Inside the Lucrative New Business of Selling AI Prompts
Here’s an interesting new business that the AI gold rush has created: “prompt” selling.
Prompt selling? Yup. Businesses are springing up that help users figure out the best queries they can pose to ChatGPT and its rapidly expanding family of AI cousins to yield the best results.
«There are people on their way to making $100,000 this year from selling prompts,» Mark (he wouldn’t give his last name), a technical writer and YouTuber, told Decrypt. He said he’s been tinkering with AI for two and a half years and now sells personalized prompts on Fiverr starting at $100 each.
Prompt Attack describes itself as an AI prompt marketplace. Image: Prompt Attack
Prompt Attack is one of a number of sites that offers a range of pre-packaged prompts for users of ChatGPT and image generators such as MidJourney and Stable Diffusion. It’s sort of like an Amazon for AI prompts with prompt products. People pay for all kinds of prompts. Are you going through a creative block? @sicshops sells prompts to generate song drafts with ChatGPT. Are you a graphic designer looking for inspiration? @ki-pfadfinder has some prompts to create all the vector logos you want using MidJourney. Is your community manager failing to generate engaging content on Linkedin? @jess has got your back.

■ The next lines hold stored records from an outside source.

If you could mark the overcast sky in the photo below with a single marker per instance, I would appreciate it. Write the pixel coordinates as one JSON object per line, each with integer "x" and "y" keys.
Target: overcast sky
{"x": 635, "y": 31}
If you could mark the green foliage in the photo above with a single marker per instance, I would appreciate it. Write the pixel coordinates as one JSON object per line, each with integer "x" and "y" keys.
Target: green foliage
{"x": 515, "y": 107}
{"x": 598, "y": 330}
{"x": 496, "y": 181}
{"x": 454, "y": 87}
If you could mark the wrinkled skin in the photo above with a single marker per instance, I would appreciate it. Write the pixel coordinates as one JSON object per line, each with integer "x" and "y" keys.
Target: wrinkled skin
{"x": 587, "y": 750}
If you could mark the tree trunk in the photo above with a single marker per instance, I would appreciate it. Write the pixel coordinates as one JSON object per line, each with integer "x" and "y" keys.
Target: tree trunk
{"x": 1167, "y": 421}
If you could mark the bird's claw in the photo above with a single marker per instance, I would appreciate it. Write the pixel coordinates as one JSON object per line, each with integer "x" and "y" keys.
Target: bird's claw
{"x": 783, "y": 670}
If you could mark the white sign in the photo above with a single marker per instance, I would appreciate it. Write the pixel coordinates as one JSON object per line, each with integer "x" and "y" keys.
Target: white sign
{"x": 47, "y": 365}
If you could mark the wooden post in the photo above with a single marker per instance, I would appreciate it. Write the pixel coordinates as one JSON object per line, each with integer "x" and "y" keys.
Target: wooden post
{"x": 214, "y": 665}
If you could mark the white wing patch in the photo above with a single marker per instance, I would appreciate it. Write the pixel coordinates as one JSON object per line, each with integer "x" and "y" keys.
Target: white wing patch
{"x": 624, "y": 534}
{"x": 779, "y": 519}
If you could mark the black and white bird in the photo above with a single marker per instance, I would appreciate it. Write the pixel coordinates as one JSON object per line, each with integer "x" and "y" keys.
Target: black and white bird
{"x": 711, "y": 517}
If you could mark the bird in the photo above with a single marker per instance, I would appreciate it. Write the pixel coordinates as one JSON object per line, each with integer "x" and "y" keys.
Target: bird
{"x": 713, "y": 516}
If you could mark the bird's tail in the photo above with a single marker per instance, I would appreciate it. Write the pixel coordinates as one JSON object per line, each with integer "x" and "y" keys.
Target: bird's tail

The appeal is that for technical or extremely specific queries, users don’t need to scour the internet for free prompts or spend hours brainstorming their own. In a sense, it’s like buying a ready-made meal at the grocery store: convenient, time-saving, and requiring minimal effort.
But why though?
So why would anyone spend $100 for a better prompt? Why would anyone spend anything when ChatGPT Plus, OpenAI’s GPT4-powered version of ChatGPT, only costs $20 a month for 25 prompts every three hours?
It turns out that writing a prompt for graphics design, in which the artist is looking for a very specific type of image, is one area that requires a lot of technical knowledge that many graphic artists don’t have.
Once trained, an AI requires a few things to work: a prompt, a seed—which is a random number that determines the initial conditions used by the model to achieve its results—and some technical processing parameters (temperature, classifier guidance, sampler, processing steps, etc).
The prompt is how humans communicate with machines, telling the model what to conjure up. The way in which the words are selected and distributed, the elaboration of the idea, and other parameters weigh heavily when determining a result. It is not the same for a machine to be told to paint a landscape with a beautiful woman as it is to be told to paint a beautiful woman in a landscape.
For instance, consider the following results:
Images generated by Decrypt with Stable Diffusion, using different prompts.
The prompt for the picture on the left is: “photo of beautiful woman, steampunk, digital painting, by greg rutkowski, 8k (film grain), ISO, color photograph, ginger long flipping hair, realistic skin texture, detailed face, freckles, ((full body)), wearing gloves high heels and open fur coat, winter, covered in snow, bokeh, winter, snowfall, frozen, dramatic sunset, crowded street, traffic, pedestrians, crossroads”—including a pretty long negative prompt.
The prompt for the picture on the right is: «photo of a beautiful woman posing in a street during the winter night.»
So, it’s not crazy that those who spend time doing some digital alchemy to find an award-winning prompt might also be interested in monetizing their efforts. «Good prompts can sometimes (lead to) more creative or better results,» K, the pseudonym behind the YouTube channel Aitrepreneur, told Decrypt. «Moreover, when people are short on time, they might just want to buy prompts instead of searching the net or making their own.”
Anyone can paint, but few can create a masterpiece. Similarly, many can ask ChatGPT or Stable Diffusion to do something, but few can achieve the results they imagine—and that’s when prompt engineers enter the scene. «I know people who have spent thousands of hours using ChatGPT over the last five months. The average casual user can’t begin to do the things those people are doing,» Mark said.
Yet, this phenomenon doesn’t stop at simple prompt marketplaces. The entrepreneurial spirit has driven some individuals to offer full-fledged courses and workshops on crafting effective AI prompts. These savvy sellers are tapping into the desire for expertise, offering paid courses to help users make the most of their AI experience. It’s no longer just about providing the prompts but about teaching users the art of creating them.
Udemy offers «prompt engineering» courses. Image: Udemy
The Future of Prompt Marketing
Mark said he envisions a future with “prompt engineers for every field.” As a job, prompt engineering requires a specific set of skills, “there are many levels to it,” he said.
But K, of AItrepreneur, isn’t so sure that the pay-for-prompts business is sustainable: “As people become more familiar with AI tools, they’ll likely learn how to create effective prompts on their own.” In fact, one of the cool things ChatGPT can do is help you craft your own query. If you’re ever stumped, try it.